Послесловие Светланы Сорокиной:
В самом начале 80-х, когда я очень мало интересовалась политикой и почти ничего не знала о Елене Георгиевне Боннэр, я как-то наткнулась на статью в одном журнале. Статья была о Сахарове, находившемся тогда в ссылке. Автор в сочувственных тонах живописал мучения приличного, но безвольного учёного, попавшего под тяжёлое влияние его жены. Биография и поступки Елены Боннэр были описаны так злобно, что мне стало неудобно за написавшего, а самой захотелось узнать о Елене Георгиевне из других источников.

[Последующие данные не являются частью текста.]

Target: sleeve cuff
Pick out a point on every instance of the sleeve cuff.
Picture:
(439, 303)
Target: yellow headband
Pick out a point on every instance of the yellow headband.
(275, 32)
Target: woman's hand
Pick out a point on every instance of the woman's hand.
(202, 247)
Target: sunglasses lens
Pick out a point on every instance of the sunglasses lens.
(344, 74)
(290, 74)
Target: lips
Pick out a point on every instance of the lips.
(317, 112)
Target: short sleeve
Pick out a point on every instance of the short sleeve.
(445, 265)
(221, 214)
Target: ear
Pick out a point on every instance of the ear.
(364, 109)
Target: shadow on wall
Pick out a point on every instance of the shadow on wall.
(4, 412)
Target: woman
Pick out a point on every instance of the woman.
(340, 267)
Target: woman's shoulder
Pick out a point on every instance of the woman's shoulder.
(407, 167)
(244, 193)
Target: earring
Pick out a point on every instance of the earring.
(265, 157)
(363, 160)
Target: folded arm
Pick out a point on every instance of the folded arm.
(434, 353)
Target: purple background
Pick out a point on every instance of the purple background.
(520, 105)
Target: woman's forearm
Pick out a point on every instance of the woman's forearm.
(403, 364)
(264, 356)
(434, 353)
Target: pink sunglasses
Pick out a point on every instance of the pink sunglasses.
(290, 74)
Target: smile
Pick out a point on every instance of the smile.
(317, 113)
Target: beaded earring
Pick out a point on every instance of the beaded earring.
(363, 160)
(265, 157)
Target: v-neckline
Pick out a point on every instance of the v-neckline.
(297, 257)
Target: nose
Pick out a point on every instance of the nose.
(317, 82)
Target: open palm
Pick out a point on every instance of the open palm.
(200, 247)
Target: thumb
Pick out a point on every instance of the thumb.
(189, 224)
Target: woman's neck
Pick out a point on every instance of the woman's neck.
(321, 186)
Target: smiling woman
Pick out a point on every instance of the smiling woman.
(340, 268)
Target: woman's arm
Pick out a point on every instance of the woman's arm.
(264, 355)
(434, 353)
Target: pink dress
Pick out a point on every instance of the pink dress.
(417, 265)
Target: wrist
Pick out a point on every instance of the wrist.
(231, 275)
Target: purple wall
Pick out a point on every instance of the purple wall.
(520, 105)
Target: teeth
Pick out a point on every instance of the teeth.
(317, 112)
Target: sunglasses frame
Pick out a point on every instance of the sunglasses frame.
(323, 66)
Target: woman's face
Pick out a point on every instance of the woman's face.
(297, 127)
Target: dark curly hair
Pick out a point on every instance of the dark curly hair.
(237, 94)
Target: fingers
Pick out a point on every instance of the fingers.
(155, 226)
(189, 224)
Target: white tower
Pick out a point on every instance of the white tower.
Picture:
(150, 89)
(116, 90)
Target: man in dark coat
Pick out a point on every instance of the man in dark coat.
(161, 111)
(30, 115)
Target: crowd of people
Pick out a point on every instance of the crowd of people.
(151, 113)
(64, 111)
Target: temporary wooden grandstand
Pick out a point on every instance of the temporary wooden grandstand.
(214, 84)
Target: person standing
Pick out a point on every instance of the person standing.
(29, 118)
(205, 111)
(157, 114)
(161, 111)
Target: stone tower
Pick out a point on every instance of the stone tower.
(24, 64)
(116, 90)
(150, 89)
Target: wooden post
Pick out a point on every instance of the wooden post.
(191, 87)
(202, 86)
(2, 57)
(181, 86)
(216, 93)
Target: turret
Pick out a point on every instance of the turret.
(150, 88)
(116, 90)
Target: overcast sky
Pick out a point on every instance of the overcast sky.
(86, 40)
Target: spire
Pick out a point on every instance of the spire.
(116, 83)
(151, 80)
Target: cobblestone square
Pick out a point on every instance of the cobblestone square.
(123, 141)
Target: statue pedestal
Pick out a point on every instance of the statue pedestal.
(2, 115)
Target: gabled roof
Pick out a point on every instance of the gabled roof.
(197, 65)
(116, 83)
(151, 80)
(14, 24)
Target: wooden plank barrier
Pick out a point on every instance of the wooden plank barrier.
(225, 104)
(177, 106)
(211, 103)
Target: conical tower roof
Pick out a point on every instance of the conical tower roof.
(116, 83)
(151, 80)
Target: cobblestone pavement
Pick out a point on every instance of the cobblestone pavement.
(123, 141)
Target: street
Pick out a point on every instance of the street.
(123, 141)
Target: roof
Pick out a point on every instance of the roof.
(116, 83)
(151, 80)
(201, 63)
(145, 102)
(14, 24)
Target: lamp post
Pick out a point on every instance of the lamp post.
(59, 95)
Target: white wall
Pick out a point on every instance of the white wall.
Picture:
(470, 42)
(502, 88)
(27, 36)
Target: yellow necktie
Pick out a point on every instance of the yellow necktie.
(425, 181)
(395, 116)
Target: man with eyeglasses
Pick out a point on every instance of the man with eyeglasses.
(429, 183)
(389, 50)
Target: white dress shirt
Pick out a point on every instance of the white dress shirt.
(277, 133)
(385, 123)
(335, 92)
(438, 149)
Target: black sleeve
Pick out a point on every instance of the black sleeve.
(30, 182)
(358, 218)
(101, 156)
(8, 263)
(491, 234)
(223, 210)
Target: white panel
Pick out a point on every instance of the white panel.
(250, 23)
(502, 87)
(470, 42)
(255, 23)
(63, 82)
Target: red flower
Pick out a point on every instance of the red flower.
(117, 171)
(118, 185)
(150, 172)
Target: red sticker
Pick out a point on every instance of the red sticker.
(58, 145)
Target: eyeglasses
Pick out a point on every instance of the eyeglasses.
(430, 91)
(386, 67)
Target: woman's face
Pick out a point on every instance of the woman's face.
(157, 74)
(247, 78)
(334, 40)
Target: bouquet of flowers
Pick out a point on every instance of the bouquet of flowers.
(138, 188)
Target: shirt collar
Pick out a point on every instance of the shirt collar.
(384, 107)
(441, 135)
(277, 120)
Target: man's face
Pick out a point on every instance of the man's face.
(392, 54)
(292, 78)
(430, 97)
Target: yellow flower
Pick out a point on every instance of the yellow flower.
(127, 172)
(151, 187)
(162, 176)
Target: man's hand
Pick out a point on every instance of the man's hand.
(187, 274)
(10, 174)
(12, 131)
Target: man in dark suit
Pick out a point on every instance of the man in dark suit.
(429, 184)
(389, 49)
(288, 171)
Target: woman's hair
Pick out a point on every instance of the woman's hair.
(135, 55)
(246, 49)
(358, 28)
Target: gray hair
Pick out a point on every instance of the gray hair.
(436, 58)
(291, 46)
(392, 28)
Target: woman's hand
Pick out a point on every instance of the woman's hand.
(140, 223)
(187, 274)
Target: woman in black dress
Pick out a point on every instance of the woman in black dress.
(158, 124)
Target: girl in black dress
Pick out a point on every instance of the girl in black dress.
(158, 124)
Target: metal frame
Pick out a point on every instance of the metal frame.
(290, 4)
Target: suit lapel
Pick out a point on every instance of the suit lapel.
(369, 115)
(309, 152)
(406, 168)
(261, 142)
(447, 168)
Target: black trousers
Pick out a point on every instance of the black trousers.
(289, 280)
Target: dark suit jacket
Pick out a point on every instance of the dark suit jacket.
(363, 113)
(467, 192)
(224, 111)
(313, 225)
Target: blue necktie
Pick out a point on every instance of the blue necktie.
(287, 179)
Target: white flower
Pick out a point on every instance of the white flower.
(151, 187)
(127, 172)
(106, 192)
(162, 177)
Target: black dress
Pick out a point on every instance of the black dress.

Я узнала, что сама она из семьи репрессированных, что в Великую Отечественную воевала - была медсестрой, что после войны выучилась на врача и много лет в этой профессии проработала; узнала о её встрече с Андреем Сахаровым, и о том, сколько всего им, единомышленникам, пришлось вместе пройти - лишения, унижения, клевета, голодовки... Я подумала тогда: как же трудно читать и слышать о себе гадость и неправду - вроде той, что попалась мне в советском журнале... Потом поняла, что для людей их масштаба вся эта грязная суета гроша ломаного не стоит: силы нужны были для других, куда более важных дел и событий. Помню возвращение Сахарова из ссылки, и толпы людей на вокзале в Москве; помню, как спустя несколько лет позорно захлопывали выступление Андрея Дмитриевича в Верховном совете. Личное знакомство с Еленой Георгиевной состоялось недавно, всего несколько лет назад; я была поражена её характером и жизненной силой. Сегодня она не в России - только потому, что серьёзно больна, недавно перенесла уже не первый инфаркт, и жить вдали от детей ей трудно. Но ни годы, ни болезни, ни расстояния не отдаляют её от всего, происходящего на родине. Она тоже из породы непобеждённых, из тех, кого можно лишить всего, но невозможно лишить главного: чувства собственного достоинства. Таких людей мало во все времена, но именно с них, как с крепкого фундамента, начинаются новые цивилизации.